The No. 2 seller is a line of Belleek china that comes from a village in Ireland by that name. Included are vases, decorative plates and picture frames.

The jewelry, china, sweatshirts, Notre Dame apparel, Irish flags and green sunglasses are all tightly packed into a 1,000-square-foot space.

“I could use a bigger store,” Coughlin said, adding that he has no plans to move.

House of Erin is part business, part hobby for the 77-year-old shopkeeper. The store makes enough money to employ six part-time clerks and produce small profits for Coughlin.

“I’m not getting rich,” said Coughlin, who has a pension from working 32 years as a mail carrier in Boardman.

Mostly, the store is a way for Coughlin to keep busy and enjoy his retirement by building relationships.

“I’ve met a lot of wonderful customers,” he said.

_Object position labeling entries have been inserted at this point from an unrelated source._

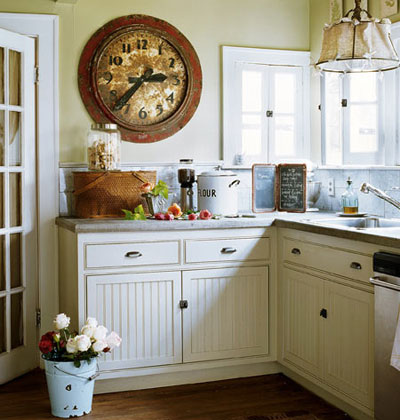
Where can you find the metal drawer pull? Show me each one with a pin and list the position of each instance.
(356, 266)
(133, 254)
(228, 250)
(183, 304)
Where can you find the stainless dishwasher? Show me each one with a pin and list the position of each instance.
(386, 282)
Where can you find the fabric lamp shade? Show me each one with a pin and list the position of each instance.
(351, 46)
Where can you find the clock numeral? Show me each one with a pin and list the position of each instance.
(115, 60)
(142, 44)
(107, 77)
(113, 95)
(142, 113)
(127, 107)
(126, 48)
(171, 98)
(159, 109)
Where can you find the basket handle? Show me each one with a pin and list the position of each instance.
(91, 184)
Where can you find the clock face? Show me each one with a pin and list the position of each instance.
(141, 78)
(141, 73)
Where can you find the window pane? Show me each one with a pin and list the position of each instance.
(15, 77)
(15, 139)
(363, 87)
(284, 136)
(15, 260)
(251, 91)
(17, 331)
(1, 75)
(285, 92)
(363, 129)
(333, 119)
(15, 199)
(3, 346)
(251, 141)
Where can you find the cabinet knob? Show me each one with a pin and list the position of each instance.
(133, 254)
(356, 266)
(228, 250)
(183, 304)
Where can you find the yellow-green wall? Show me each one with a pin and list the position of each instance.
(208, 24)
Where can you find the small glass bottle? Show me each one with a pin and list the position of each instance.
(349, 199)
(104, 147)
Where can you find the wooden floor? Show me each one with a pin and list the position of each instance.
(271, 397)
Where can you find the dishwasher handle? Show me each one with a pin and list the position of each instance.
(382, 282)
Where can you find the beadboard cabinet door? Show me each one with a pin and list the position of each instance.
(302, 297)
(144, 309)
(349, 341)
(227, 313)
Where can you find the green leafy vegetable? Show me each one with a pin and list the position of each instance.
(160, 189)
(138, 213)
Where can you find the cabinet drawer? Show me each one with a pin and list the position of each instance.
(331, 260)
(236, 249)
(132, 254)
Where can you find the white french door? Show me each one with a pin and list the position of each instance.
(18, 254)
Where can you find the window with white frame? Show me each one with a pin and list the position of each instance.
(360, 116)
(266, 105)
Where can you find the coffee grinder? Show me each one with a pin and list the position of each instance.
(186, 177)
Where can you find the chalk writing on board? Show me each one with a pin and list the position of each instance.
(291, 189)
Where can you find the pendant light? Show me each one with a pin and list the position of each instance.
(358, 44)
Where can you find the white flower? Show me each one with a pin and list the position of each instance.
(83, 342)
(113, 340)
(88, 330)
(92, 322)
(99, 345)
(71, 346)
(61, 321)
(100, 333)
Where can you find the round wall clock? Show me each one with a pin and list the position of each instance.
(141, 73)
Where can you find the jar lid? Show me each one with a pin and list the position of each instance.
(104, 126)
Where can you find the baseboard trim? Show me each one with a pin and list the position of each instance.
(185, 377)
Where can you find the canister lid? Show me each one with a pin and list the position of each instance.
(104, 126)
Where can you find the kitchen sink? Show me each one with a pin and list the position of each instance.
(361, 222)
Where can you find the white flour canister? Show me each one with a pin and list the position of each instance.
(217, 192)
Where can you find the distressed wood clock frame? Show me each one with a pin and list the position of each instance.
(89, 84)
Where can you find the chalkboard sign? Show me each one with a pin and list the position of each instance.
(281, 188)
(264, 188)
(292, 187)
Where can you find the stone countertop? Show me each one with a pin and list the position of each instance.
(301, 221)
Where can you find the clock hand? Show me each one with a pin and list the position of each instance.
(129, 93)
(158, 77)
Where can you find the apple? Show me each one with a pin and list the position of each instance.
(205, 215)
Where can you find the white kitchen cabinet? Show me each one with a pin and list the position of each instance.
(302, 296)
(227, 313)
(144, 309)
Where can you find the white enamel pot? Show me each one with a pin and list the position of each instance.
(217, 192)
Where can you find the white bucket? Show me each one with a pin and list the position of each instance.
(70, 388)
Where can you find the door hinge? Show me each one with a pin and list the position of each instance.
(38, 317)
(36, 74)
(183, 304)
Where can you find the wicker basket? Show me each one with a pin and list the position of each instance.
(105, 194)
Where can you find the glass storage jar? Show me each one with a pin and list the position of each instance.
(104, 147)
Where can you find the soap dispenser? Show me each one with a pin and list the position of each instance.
(350, 199)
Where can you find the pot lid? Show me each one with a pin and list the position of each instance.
(217, 172)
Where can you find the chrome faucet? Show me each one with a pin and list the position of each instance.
(366, 188)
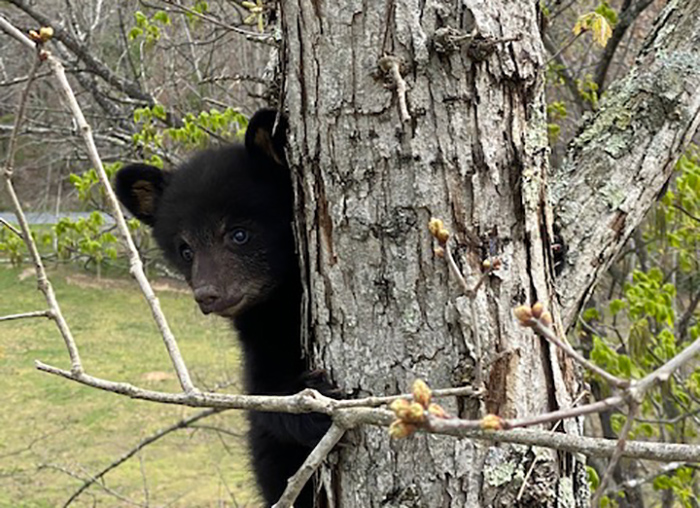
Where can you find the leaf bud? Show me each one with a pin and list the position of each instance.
(45, 33)
(524, 314)
(546, 318)
(400, 429)
(399, 405)
(437, 411)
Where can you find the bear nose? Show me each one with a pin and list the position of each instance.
(207, 297)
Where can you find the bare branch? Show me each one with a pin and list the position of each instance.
(349, 417)
(621, 442)
(629, 13)
(184, 423)
(25, 315)
(94, 65)
(316, 457)
(42, 280)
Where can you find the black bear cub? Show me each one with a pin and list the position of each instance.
(224, 220)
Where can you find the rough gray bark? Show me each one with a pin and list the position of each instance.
(381, 307)
(617, 167)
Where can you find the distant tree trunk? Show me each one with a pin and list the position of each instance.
(382, 308)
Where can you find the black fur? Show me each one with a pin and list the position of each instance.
(197, 213)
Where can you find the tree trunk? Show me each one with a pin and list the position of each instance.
(381, 307)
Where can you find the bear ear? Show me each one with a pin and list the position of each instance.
(266, 139)
(139, 188)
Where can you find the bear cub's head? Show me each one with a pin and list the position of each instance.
(223, 218)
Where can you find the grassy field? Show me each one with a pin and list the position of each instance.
(55, 433)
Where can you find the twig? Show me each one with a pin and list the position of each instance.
(548, 333)
(349, 417)
(296, 483)
(135, 263)
(184, 423)
(391, 65)
(109, 491)
(42, 280)
(253, 36)
(10, 226)
(621, 442)
(25, 315)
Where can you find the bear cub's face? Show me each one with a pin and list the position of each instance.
(223, 218)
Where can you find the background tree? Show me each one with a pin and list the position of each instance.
(407, 110)
(467, 144)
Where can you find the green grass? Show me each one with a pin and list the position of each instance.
(50, 426)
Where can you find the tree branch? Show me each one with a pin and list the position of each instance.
(625, 154)
(184, 423)
(94, 65)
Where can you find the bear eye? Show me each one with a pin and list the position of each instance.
(239, 236)
(186, 253)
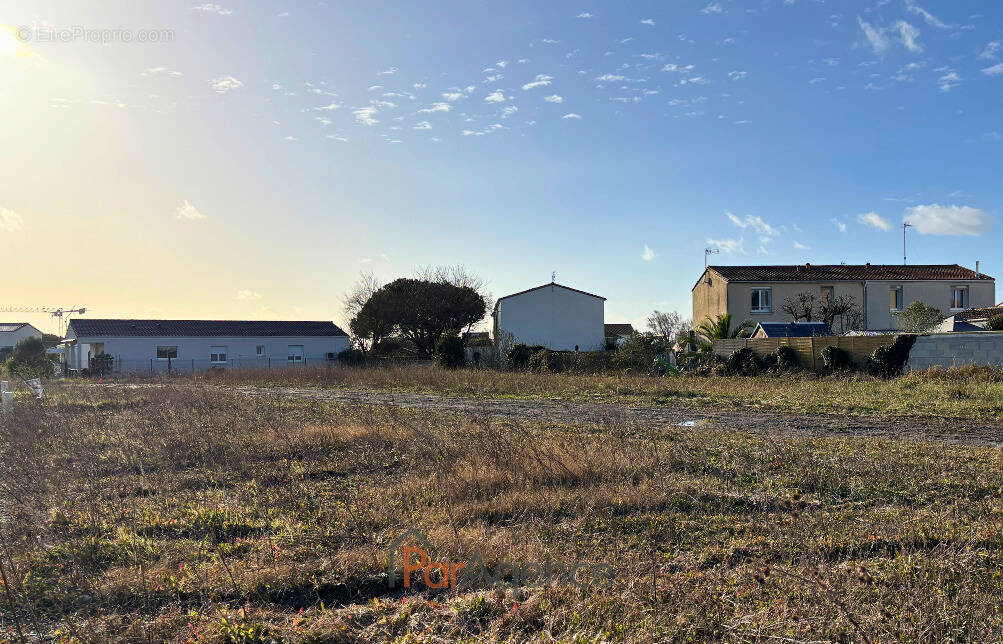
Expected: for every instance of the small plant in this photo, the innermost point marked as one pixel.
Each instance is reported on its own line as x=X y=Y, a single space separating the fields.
x=449 y=351
x=837 y=359
x=352 y=357
x=742 y=362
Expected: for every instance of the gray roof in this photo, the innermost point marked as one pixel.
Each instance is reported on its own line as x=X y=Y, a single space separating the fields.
x=91 y=328
x=793 y=329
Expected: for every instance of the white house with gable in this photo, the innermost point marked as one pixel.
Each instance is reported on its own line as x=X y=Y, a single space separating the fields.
x=156 y=346
x=555 y=316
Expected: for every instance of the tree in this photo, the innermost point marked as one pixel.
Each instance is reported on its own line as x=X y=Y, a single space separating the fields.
x=719 y=328
x=801 y=307
x=668 y=325
x=29 y=359
x=919 y=317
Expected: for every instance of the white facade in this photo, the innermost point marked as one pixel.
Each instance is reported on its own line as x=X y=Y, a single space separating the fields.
x=150 y=354
x=553 y=316
x=12 y=333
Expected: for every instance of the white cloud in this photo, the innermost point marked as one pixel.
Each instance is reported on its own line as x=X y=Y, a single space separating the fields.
x=930 y=18
x=935 y=219
x=159 y=71
x=210 y=7
x=188 y=211
x=248 y=295
x=879 y=41
x=874 y=220
x=365 y=115
x=540 y=81
x=727 y=246
x=991 y=50
x=908 y=33
x=10 y=222
x=223 y=84
x=435 y=107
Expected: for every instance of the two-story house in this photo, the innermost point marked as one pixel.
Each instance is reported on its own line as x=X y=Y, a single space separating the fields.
x=757 y=293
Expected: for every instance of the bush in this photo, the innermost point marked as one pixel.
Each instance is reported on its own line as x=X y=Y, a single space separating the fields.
x=888 y=362
x=352 y=357
x=837 y=359
x=742 y=362
x=449 y=350
x=546 y=361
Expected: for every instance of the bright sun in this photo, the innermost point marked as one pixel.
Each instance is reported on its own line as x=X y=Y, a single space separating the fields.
x=11 y=45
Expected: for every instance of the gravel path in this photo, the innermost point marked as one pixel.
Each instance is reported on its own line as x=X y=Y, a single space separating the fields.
x=962 y=430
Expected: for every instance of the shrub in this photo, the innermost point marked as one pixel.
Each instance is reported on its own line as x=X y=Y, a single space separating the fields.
x=546 y=361
x=837 y=359
x=449 y=350
x=889 y=361
x=742 y=362
x=352 y=357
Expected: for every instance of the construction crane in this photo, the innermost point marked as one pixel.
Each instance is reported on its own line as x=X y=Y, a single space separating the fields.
x=54 y=312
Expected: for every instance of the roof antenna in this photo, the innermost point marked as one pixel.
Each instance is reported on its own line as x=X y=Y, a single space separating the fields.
x=904 y=227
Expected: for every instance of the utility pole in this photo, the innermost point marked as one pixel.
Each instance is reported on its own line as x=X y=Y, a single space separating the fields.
x=707 y=252
x=904 y=227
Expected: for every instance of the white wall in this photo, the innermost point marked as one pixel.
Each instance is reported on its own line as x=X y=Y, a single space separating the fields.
x=139 y=353
x=554 y=317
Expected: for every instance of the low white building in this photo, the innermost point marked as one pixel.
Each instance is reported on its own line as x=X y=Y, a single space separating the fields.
x=13 y=332
x=555 y=316
x=155 y=346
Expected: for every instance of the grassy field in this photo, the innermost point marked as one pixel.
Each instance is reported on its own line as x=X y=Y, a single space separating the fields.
x=972 y=392
x=191 y=515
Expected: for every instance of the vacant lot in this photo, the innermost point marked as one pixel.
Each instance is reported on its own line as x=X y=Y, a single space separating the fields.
x=190 y=514
x=970 y=392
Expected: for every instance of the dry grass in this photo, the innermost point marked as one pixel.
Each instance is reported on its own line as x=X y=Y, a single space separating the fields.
x=188 y=515
x=970 y=392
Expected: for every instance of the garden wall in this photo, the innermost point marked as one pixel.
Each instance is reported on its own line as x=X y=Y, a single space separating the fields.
x=955 y=349
x=859 y=347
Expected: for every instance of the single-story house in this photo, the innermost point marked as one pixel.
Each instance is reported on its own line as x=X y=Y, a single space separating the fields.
x=151 y=346
x=790 y=330
x=554 y=316
x=13 y=332
x=617 y=333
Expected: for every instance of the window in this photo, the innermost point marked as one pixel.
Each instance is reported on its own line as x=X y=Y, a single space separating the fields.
x=959 y=298
x=762 y=300
x=218 y=354
x=162 y=353
x=895 y=298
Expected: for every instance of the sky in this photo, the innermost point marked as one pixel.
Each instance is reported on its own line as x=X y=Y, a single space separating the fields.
x=248 y=160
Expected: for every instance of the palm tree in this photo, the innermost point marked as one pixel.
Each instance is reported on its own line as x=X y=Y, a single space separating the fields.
x=719 y=328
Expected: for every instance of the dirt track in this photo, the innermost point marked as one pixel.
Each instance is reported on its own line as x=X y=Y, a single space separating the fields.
x=750 y=419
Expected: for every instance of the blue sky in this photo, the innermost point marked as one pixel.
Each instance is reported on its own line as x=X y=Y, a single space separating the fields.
x=255 y=162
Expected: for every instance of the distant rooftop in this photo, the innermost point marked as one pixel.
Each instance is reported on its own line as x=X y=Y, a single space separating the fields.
x=847 y=272
x=201 y=328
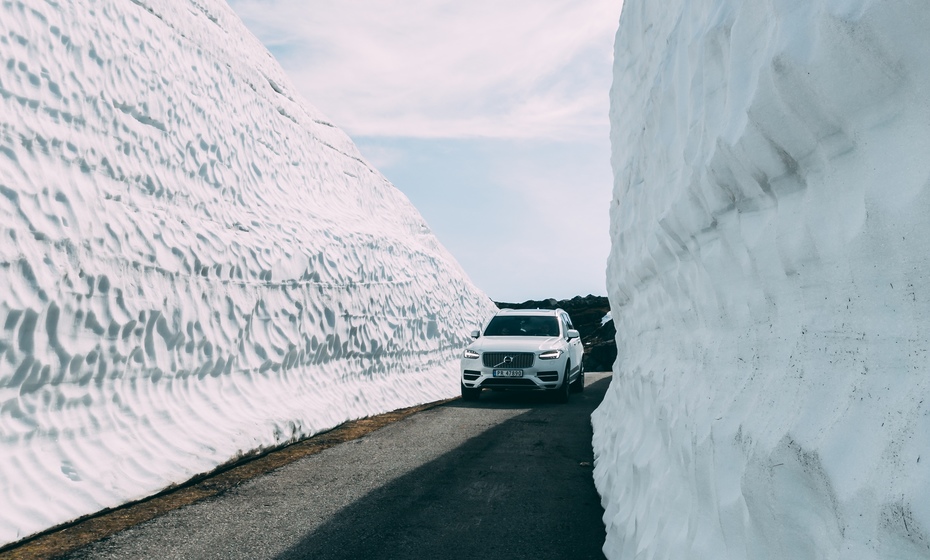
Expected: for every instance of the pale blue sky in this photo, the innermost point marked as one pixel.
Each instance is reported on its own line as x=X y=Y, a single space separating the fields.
x=492 y=117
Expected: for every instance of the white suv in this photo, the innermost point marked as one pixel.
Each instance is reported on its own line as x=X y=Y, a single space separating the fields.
x=524 y=350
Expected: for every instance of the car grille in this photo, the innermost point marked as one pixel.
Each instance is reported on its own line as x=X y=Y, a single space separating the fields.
x=548 y=376
x=508 y=382
x=518 y=359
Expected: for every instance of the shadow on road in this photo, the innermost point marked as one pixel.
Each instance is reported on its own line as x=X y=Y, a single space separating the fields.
x=522 y=489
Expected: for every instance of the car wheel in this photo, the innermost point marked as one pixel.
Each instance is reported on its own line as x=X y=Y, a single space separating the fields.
x=578 y=384
x=470 y=394
x=562 y=392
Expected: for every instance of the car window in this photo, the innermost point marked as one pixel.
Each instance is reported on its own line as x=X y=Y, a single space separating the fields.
x=526 y=325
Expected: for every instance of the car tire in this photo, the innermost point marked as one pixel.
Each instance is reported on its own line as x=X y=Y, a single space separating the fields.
x=562 y=392
x=578 y=384
x=470 y=393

The store was created almost by chance. He and his late wife, Cathy, who was known as Shorty, were shopping at an Irish store in Cleveland in 1991 when the owner mentioned that he wanted to open a mall kiosk in the Youngstown area for the Christmas season.

Coughlin, whose father’s parents came from Ireland, and his wife thought they could make it work. Coughlin retired from the Postal Service with a buyout, attended a trade show in Chicago and spent his buyout payment on merchandise for the new business.

He found that making buying decisions that first year was difficult.

“You really don’t know. It’s a guessing game,” he said.

He guessed well, however. He sold enough merchandise at his kiosk at the Southern Park Mall that he came back for three more years and also sold items from his home.

In 1995, he started leasing store space.

He chose the store name because Erin is used as a poetic name for Ireland. It is a derivative of the Irish word for Ireland.

To pack his store, he attends a large trade show every April in New Jersey, where he buys about half of the merchandise he sells in a year.

“This is amazing,” he said. “When my wife and I used to go shopping, all I did was push the buggy. I was a complete nonshopper. Now, I’ve had to become a shopper.”

He patrols the aisles that house more than 100 vendors and finds a lot that he likes.

“By the time I get to the end, I’m out of money,” he said.

Coughlin admits he’s been hurt a bit by a slowing economy and the growth of Internet sales, but those factors haven’t dampened his enthusiasm.

When asked how long he plans to keep operating the store, he draws a question mark in the air and laughs.

“They’ll probably have to carry me out of this place on a stretcher,” he said.